ECLI:NL:OGHNAA:2007:BG9156
Gemeenschappelijk Hof van Justitie van de Nederlandse Antillen en Aruba
- Hoger beroep
- B.M. Mezas
- J. de Boer
- G.E.M. Polkamp
- Rechtspraak.nl
Tussentijds appel in kort geding en vergunningverlening
In deze zaak, behandeld door het Gemeenschappelijk Hof van Justitie van de Nederlandse Antillen en Aruba, gaat het om een verzoek tot tussentijds hoger beroep in een kort geding. De zaak betreft de naamloze vennootschap Refineria Isla Curacao S.A. die op 15 maart 2007 een verzoekschrift indiende bij het Gerecht in eerste aanleg van de Nederlandse Antillen, zittingsplaats Curaçao. Dit verzoek was gericht op het verkrijgen van vergunning om hoger beroep in te stellen tegen een eerder vonnis van 2 maart 2007. De stichting Humanitaire Zorg Curaçao en andere stichtingen hebben als verweerders opgetreden in deze procedure.
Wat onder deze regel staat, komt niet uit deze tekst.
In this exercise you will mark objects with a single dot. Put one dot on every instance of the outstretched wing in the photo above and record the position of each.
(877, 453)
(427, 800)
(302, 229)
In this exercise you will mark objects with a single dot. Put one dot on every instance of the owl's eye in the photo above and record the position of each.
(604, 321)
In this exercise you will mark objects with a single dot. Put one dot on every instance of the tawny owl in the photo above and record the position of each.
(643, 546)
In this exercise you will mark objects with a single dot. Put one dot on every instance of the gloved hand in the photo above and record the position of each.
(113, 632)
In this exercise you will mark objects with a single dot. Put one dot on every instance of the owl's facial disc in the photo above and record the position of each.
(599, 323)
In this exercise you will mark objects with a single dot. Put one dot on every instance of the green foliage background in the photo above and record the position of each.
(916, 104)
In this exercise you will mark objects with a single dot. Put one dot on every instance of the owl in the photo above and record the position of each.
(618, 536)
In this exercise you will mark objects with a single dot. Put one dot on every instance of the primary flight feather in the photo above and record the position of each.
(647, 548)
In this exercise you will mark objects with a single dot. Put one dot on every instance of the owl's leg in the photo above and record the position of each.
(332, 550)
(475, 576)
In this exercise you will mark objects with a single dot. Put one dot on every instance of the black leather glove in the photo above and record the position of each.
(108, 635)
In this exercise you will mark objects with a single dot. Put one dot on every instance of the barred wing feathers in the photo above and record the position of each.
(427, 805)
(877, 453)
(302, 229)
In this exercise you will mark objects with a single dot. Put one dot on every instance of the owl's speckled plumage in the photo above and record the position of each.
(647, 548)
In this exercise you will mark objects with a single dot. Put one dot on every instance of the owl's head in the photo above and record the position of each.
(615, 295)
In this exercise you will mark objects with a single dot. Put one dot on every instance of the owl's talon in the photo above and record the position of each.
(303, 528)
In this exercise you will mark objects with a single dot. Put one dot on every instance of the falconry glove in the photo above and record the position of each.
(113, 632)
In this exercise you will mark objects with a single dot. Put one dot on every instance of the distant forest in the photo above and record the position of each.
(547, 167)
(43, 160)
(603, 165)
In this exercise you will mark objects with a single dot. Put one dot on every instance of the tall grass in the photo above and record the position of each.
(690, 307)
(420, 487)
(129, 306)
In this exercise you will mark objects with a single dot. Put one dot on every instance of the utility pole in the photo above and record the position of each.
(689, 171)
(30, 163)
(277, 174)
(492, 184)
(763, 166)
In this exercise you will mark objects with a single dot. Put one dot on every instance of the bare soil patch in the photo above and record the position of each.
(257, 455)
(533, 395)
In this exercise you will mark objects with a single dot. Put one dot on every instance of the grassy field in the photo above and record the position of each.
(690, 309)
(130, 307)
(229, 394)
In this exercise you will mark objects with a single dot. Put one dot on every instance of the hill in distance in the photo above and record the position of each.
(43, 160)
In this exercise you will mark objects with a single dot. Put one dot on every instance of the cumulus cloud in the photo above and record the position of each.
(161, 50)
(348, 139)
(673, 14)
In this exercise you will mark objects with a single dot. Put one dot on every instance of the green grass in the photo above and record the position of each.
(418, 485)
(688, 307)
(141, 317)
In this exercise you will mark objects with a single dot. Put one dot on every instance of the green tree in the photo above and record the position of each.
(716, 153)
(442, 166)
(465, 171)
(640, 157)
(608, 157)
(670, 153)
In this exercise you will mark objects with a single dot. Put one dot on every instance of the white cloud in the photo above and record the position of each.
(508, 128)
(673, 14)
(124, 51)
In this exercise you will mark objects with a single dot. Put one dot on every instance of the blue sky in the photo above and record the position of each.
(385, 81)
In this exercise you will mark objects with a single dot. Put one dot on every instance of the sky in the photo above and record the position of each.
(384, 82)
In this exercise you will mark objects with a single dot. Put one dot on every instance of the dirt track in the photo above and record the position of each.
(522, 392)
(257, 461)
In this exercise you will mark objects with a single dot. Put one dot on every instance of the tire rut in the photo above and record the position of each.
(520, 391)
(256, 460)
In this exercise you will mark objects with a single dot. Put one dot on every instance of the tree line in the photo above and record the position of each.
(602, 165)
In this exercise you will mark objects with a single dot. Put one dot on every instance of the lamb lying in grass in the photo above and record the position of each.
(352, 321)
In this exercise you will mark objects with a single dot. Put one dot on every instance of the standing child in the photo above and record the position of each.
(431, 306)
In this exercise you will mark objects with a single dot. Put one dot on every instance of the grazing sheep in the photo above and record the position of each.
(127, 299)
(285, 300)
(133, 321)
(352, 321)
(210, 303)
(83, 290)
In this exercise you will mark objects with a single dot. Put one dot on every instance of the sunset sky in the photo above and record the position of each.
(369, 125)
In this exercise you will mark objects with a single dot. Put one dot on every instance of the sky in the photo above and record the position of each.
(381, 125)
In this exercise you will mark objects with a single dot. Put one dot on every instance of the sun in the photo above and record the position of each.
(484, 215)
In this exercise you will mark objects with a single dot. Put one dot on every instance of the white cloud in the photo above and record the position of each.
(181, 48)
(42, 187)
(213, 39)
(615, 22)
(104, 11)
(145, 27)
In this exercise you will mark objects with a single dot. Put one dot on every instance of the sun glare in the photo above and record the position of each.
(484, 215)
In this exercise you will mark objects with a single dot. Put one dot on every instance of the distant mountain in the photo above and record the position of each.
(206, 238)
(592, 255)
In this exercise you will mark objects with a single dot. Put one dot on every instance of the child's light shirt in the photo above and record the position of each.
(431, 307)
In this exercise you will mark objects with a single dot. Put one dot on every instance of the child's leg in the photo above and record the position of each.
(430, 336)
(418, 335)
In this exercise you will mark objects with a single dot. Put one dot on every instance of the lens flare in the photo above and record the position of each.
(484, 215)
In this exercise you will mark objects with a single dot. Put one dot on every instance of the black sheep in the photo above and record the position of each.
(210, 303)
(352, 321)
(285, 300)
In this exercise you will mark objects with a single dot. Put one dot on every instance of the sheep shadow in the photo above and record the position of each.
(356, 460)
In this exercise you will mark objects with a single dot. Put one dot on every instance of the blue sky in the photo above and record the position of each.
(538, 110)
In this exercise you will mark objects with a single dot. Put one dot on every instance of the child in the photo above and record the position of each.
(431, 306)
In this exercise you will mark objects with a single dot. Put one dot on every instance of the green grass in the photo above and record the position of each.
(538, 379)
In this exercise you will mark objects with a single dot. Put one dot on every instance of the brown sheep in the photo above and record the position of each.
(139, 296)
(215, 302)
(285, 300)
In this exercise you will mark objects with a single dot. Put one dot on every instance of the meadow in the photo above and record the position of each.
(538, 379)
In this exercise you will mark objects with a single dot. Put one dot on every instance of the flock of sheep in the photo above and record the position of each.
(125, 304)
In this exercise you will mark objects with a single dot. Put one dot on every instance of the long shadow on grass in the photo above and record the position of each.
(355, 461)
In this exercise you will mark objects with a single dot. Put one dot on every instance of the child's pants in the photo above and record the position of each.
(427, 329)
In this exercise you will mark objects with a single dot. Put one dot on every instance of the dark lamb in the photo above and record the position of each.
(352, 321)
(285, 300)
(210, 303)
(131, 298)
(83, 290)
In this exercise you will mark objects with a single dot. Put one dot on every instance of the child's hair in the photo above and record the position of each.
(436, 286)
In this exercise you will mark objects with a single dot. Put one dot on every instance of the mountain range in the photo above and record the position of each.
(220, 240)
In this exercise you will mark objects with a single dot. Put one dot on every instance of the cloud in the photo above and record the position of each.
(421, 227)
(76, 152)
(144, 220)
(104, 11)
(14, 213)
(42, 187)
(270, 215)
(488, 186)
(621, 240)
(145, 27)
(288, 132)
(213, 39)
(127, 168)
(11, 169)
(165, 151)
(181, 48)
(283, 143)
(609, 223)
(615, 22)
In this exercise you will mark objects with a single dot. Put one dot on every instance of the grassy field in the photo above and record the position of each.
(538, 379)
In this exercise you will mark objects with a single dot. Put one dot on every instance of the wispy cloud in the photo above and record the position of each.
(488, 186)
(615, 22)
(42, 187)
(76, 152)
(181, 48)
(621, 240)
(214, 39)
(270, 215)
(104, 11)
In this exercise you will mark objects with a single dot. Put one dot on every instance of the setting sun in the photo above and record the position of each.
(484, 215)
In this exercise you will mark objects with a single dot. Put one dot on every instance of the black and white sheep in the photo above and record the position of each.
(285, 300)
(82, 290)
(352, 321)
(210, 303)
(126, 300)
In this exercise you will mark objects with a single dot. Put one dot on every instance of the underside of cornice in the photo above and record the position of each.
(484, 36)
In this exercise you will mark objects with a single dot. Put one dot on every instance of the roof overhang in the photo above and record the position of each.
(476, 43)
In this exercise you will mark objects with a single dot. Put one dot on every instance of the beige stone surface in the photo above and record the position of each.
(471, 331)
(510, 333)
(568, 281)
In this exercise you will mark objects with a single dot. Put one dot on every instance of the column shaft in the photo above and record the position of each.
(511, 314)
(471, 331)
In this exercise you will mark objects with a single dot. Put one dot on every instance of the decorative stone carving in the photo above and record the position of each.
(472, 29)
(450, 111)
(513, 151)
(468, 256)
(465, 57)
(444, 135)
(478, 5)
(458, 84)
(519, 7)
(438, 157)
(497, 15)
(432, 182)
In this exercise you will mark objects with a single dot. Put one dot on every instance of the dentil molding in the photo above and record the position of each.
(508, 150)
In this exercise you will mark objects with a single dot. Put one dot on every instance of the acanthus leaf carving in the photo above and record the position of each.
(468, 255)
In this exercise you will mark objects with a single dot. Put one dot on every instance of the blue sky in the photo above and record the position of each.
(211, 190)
Het Hof stelt voorop dat artikel 263a van het Wetboek van Burgerlijke Rechtsvordering (Rv) zich niet verzet tegen tussentijds appel van een in kort geding gewezen tussenvonnis. De aard van het kort geding betekent niet dat er geen tussenvonnis met eindbeslissingen kan worden gewezen. Het Hof oordeelt dat er in dit geval geen zwaarwegend bezwaar bestaat tegen de indiening van het verzoek om vergunning voor tussentijds appel. De stelling van de stichting Humanitaire Zorg dat het verzoek niet op de juiste wijze is ingediend, wordt verworpen.
Het Hof verleent Isla, voorzover nodig, vergunning om tussentijds hoger beroep in te stellen tegen het vonnis van het GEA van 2 maart 2006. Tevens wordt bepaald dat de termijn voor het indienen van de memorie van antwoord aanvangt op de datum van de uitspraak, 8 mei 2007. Deze beschikking is gegeven door de rechters B.M. Mezas, J. de Boer en G.E.M. Polkamp en is uitgesproken ter openbare terechtzitting in Curaçao.